Abstract

Human Activity Recognition (HAR) plays a crucial role in various applications(e.g., medical treatment, video surveillance and sports monitoring). Transfer learning is a promising solution to cross-domain identification problems in HAR. However, existing methods usually ignore the negative transfer caused by using the features of each source domain in equal proportions, as well as the distribution difference between the source and target domains.

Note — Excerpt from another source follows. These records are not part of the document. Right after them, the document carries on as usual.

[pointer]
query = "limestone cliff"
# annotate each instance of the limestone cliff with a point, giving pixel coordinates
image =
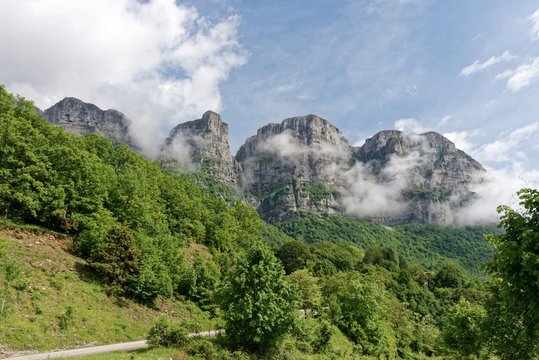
(286, 166)
(78, 117)
(205, 142)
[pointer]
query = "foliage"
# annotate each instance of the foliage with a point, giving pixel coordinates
(129, 218)
(358, 308)
(462, 331)
(259, 304)
(308, 289)
(294, 255)
(429, 246)
(167, 333)
(513, 308)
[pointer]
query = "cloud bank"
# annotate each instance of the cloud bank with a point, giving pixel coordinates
(478, 66)
(522, 76)
(157, 61)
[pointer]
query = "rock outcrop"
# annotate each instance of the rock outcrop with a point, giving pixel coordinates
(205, 142)
(287, 166)
(78, 117)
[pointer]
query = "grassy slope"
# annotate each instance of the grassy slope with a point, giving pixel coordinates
(51, 280)
(427, 245)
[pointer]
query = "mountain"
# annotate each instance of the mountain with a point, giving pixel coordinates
(78, 117)
(437, 174)
(305, 163)
(205, 141)
(287, 166)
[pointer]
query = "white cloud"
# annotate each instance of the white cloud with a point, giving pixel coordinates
(534, 19)
(478, 66)
(523, 76)
(445, 120)
(499, 187)
(409, 126)
(505, 149)
(159, 62)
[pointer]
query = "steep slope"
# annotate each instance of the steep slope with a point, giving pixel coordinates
(287, 166)
(78, 117)
(203, 142)
(54, 301)
(306, 164)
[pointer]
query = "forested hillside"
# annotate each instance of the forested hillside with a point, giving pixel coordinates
(149, 235)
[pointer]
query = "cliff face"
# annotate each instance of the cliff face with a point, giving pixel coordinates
(305, 164)
(78, 117)
(437, 174)
(205, 142)
(286, 166)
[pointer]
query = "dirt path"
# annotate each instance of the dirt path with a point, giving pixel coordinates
(129, 346)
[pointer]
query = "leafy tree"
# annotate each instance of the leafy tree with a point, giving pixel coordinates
(166, 333)
(513, 308)
(294, 255)
(118, 258)
(462, 331)
(260, 306)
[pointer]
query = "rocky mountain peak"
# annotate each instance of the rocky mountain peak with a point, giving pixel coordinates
(286, 165)
(297, 134)
(205, 140)
(81, 118)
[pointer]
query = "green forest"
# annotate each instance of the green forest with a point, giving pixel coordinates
(314, 287)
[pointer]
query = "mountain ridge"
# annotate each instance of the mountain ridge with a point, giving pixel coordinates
(305, 163)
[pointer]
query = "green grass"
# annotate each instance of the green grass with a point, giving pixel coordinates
(54, 302)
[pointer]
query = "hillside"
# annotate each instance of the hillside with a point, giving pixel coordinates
(54, 301)
(143, 241)
(305, 163)
(430, 246)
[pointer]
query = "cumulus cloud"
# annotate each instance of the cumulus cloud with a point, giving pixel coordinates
(180, 150)
(497, 187)
(522, 76)
(534, 19)
(506, 174)
(445, 120)
(157, 61)
(410, 125)
(478, 66)
(367, 195)
(288, 146)
(505, 148)
(463, 139)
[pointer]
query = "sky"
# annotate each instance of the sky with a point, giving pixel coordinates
(466, 69)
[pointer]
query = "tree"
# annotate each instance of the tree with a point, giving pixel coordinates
(308, 289)
(294, 255)
(513, 308)
(259, 304)
(462, 329)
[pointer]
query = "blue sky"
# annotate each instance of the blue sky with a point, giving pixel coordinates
(467, 69)
(366, 64)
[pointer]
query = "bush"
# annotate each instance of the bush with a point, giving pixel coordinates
(166, 333)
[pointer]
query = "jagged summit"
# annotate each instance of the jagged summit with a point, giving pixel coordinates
(81, 118)
(309, 130)
(305, 163)
(205, 141)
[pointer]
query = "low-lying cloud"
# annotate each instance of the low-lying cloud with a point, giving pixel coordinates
(157, 61)
(478, 66)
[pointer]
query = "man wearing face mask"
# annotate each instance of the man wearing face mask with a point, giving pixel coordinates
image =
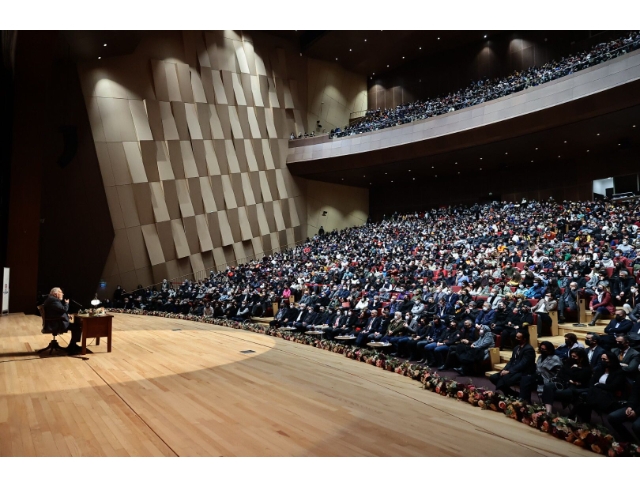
(568, 302)
(618, 326)
(522, 362)
(629, 358)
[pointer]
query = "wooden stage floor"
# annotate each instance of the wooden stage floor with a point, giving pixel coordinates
(174, 387)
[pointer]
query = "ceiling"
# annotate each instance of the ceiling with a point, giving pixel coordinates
(593, 137)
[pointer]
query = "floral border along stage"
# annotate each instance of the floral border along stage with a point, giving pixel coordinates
(595, 438)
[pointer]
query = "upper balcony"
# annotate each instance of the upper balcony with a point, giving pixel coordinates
(601, 89)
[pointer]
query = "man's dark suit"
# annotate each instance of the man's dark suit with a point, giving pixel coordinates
(522, 362)
(55, 309)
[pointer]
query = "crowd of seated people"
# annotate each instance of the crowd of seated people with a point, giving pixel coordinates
(484, 90)
(444, 286)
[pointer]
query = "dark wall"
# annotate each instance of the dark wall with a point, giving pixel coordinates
(499, 55)
(60, 231)
(570, 180)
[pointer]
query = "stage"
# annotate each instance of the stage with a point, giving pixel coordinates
(179, 388)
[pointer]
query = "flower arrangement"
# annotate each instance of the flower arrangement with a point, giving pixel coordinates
(595, 438)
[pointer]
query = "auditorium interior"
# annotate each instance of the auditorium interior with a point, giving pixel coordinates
(275, 226)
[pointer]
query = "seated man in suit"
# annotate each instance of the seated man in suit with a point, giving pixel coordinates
(629, 413)
(522, 362)
(629, 358)
(55, 308)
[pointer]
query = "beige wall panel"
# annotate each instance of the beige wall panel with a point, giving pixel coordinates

In this paper, an HAR method based on manifold learning is proposed. Firstly, the similarity between the domain and multiple source domains is calculated using the Multi-Kernel-Maximum Mean Difference (MK-MMD), and the source domain most similar to the target domain is selected as the optimal source domain in the transfer task. Secondly, Locally Linear Embedding (LLE) is leveraged to reduce the dimensionality of both optimal source domain and target domain data to remove redundant information, and the Geodesic Flow Kernel (GFK) is utilized to project low-dimensional data into the Grassmann manifold space and reduce the distribution difference between the two domains. Finally, the source domain action training model is applied to the target domain. Three public datasets (i.e., PAMAP2, OPPORTUNITY and UCI DSADS) are utilized to validate the effectiveness of the proposed approach. Experimental results are presented to demonstrate that the proposed HAR method can predict a large number of unlabeled samples in the target domain while preserving the original data structure.